Brakk..suara pintu di buka dengan kasar.

“Mamah tunggu!“ suara Adelia mengejutkan kedua orangtuanya. Gadis itu berlari menaiki anak tangga dengan cepat. Dadanya naik turun tak beraturan.

Erlangga menurunkan tubuh Aini dari gendongannya.

“Ganggu orang tua aja!“ Erlangga menggerutu.

“Ada apa, Sayang?“ Aini menyentuh wajah putrinya.

“Mamah, tolongin Bunga!“ Adelia menggandeng tangan Aini.

“Iya. Tapi ada apa, Sayang? cerita sama Mamah!“

“Ayo, Mah! Cepetan! Nanti ceritanya di Mobil. Papah juga ikut!“ Adelia menarik lengan kedua orang tuanya.

“Papah baru pulang kerja Adel. Cape!” Erlangga berusaha menolak ajakan putrinya.

“Sebentar doang, Pah! “

Walau kesal, Erlangga terpaksa mengikuti kemauan putrinya. Namun Aini mencoba untuk menenangkan suaminya. Dia yakin pasti ada sesuatu yang serius yang menimpa sahabat putrinya.

Sopir pribadi  juga sudah siap mengantar mereka. Mobilpun segera meluncur ke lokasi.

****

Mobil berhenti di depan rumah sederhana bernuansa betawi. Terlihat Bunga yang sedang berbicara dengan tiga orang pria berbadan kekar di teras rumah. Ibunya hanya bisa menangis sambil memeluk adik lelaki Bunga yang baru berusia lima tahun dan juga suaminya yang duduk di atas kursi roda.

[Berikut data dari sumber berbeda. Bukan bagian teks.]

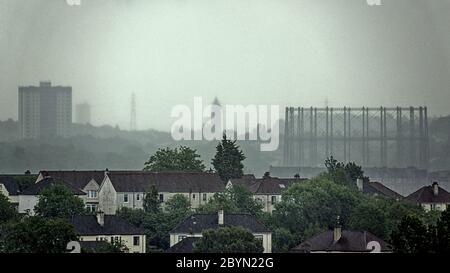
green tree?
[34,184,86,219]
[1,216,77,253]
[435,209,450,254]
[212,133,245,181]
[117,193,191,250]
[143,185,161,213]
[144,146,205,172]
[272,228,299,252]
[0,193,18,225]
[391,216,434,253]
[194,227,264,253]
[273,175,363,240]
[349,196,428,241]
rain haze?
[0,0,450,131]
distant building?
[0,176,20,209]
[291,227,392,253]
[75,103,91,124]
[167,210,272,253]
[356,179,403,201]
[406,182,450,211]
[19,82,72,139]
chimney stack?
[218,210,224,226]
[356,178,364,192]
[333,216,342,243]
[333,227,342,243]
[433,182,439,196]
[97,211,105,227]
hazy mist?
[0,0,450,130]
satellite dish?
[66,241,81,253]
[366,241,381,253]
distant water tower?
[130,93,137,131]
[75,103,91,124]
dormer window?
[88,191,98,198]
[271,195,277,204]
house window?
[133,236,140,246]
[272,195,277,204]
[88,191,97,198]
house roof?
[256,177,307,195]
[108,172,225,193]
[170,214,270,234]
[80,241,109,253]
[0,176,20,195]
[40,171,105,189]
[166,237,200,253]
[406,185,450,203]
[231,176,307,195]
[71,215,145,236]
[363,181,403,199]
[230,174,260,193]
[20,177,86,195]
[291,230,391,253]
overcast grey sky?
[0,0,450,130]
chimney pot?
[356,178,364,191]
[97,211,105,227]
[333,227,342,243]
[433,182,439,196]
[218,210,224,226]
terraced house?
[0,176,20,208]
[36,171,105,212]
[167,210,272,253]
[227,173,307,213]
[99,171,225,215]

“Ayo Mah, kita bantu Bunga!“ Adel segera turun dari mobil dan berlari ke arah Bunga..

“Iya, Sayang, Ayo, Mas turun!“Aini mengulurkan tangan kepada suaminya.

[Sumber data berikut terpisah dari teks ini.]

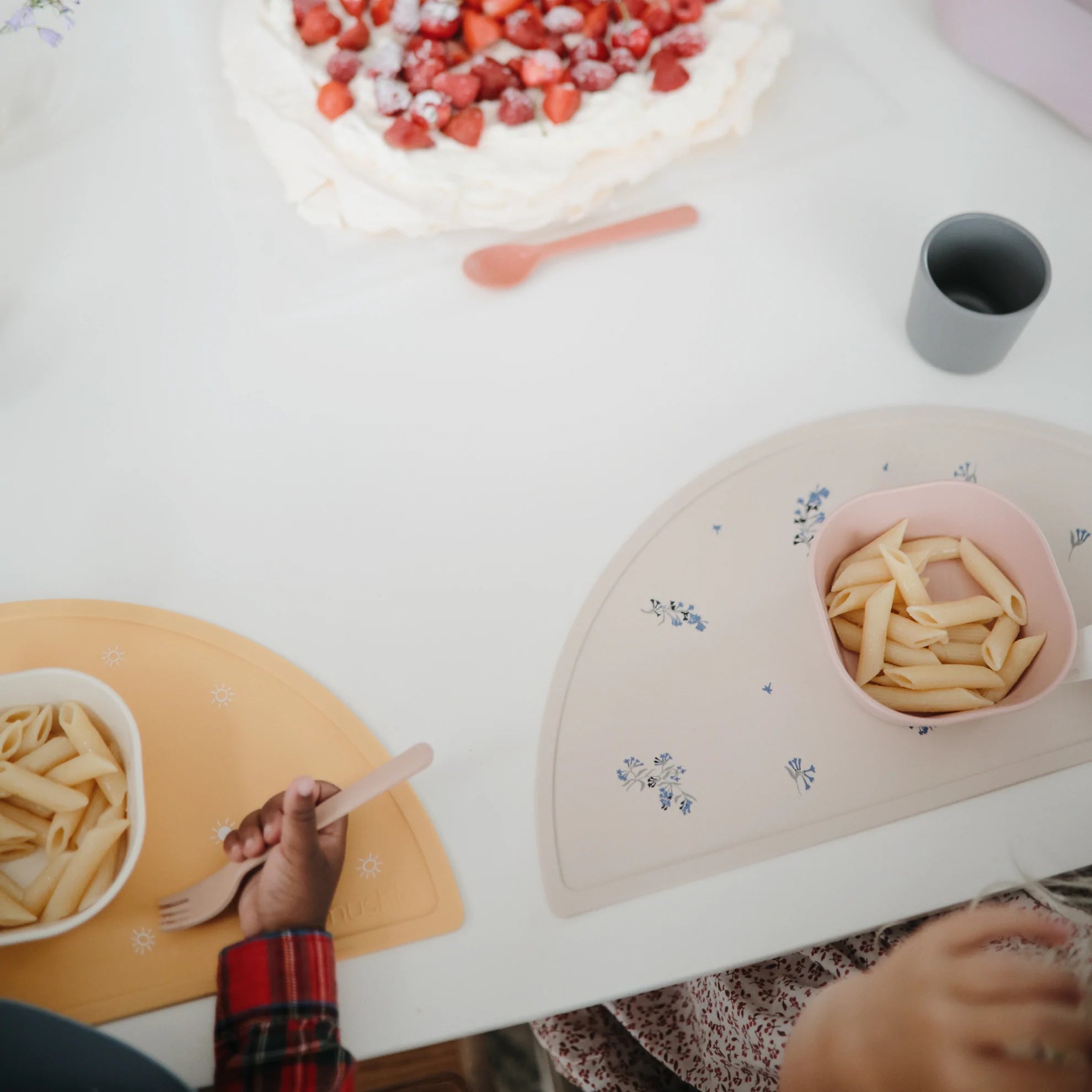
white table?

“Enggak! Kamu saja yang turun. Aku tunggu di mobil!“ Erlangga cuek dan tidak tertarik sama sekali.

“Mas, kamu jangan keterlaluan dong, Bunga lagi ribut sama tiga orang laki-laki dan kamu lihat dong orang tuanya menangis. Pasti ada yang serius dan mereka butuh bantuan kita!“

“Kalau Aku bilang Enggak, ya Enggak! kamu turun saja sendiri, Aku malas berurusan lagi sama gadis itu! Ribet ujung-ujungnya.“

“Ya udah deh, terserah kamu!“ Aini sangat kesal. Ia turun dari mobil dan menutup pintu mobil dengan keras.

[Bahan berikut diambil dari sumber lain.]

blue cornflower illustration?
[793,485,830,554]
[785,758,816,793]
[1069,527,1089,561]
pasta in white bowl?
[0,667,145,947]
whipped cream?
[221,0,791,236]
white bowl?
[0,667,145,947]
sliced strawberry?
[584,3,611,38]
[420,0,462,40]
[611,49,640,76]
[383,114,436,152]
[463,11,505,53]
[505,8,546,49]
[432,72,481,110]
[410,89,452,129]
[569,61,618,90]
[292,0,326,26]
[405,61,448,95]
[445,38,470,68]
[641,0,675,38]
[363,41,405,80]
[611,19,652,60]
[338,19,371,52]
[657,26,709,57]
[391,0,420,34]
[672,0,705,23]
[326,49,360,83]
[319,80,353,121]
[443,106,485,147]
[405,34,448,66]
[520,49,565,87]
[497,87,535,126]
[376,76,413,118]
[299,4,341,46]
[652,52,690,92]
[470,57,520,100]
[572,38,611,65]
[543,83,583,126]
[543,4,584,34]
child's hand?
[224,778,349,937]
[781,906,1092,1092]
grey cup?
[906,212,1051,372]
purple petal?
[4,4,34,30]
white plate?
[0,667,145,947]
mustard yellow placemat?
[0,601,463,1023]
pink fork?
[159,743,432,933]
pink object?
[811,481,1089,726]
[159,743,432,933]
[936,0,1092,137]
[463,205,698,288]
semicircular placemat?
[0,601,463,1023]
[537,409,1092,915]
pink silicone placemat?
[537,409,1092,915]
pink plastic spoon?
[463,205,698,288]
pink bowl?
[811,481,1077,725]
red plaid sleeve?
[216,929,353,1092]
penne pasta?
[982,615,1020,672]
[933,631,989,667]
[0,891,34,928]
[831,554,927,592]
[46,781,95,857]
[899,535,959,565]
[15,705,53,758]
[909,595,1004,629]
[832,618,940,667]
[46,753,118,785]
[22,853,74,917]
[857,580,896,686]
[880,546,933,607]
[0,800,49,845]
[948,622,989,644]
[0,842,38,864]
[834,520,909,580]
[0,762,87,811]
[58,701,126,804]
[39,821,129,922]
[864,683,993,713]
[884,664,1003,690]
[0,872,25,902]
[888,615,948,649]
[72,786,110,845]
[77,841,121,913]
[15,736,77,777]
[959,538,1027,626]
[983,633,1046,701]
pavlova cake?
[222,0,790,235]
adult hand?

“Ada apa ini! Tolong jelaskan!“ Aini mencoba bertanya kepada ketiga pria berwajah sangar.

“Anda siapa?! apa urusannya dengan keluarga ini?!“ Seru pria yang berkumis tebal.

“Saya kerabatnya! kalian benar-benar memalukan! beraninya hanya dengan kaum yang lemah saja!” Aini berkata dengan nada tinggi.

“Saya tidak ada urusan dengan Anda! Jangan ikut campur!” si kumis tebal menunjuk wajah Aini.

“Gak usah pake nunjuk. Kalian hanya berani melawan wanita saja! “

“Sudah! Ayo kita bawa saja gadis ini sebagai jaminan!“

Dua lealki bertubuh kekar menarik lengan Bunga dan menyeretnya. Bunga terus meronta. Wanita yang melahirkan Bunga, Aini dan Adelia mencoba membantu melepas bunga dari cengkeraman tangan-tangan kekar itu. Namun tenaga mereka begitu kuat hingga hanya dengan satu kali hentakan, ketiga wanita tidak berdaya itu terjatuh. Mereka berusaha bangun dan mengejar Bunga, tapi usaha mereka sia-sia.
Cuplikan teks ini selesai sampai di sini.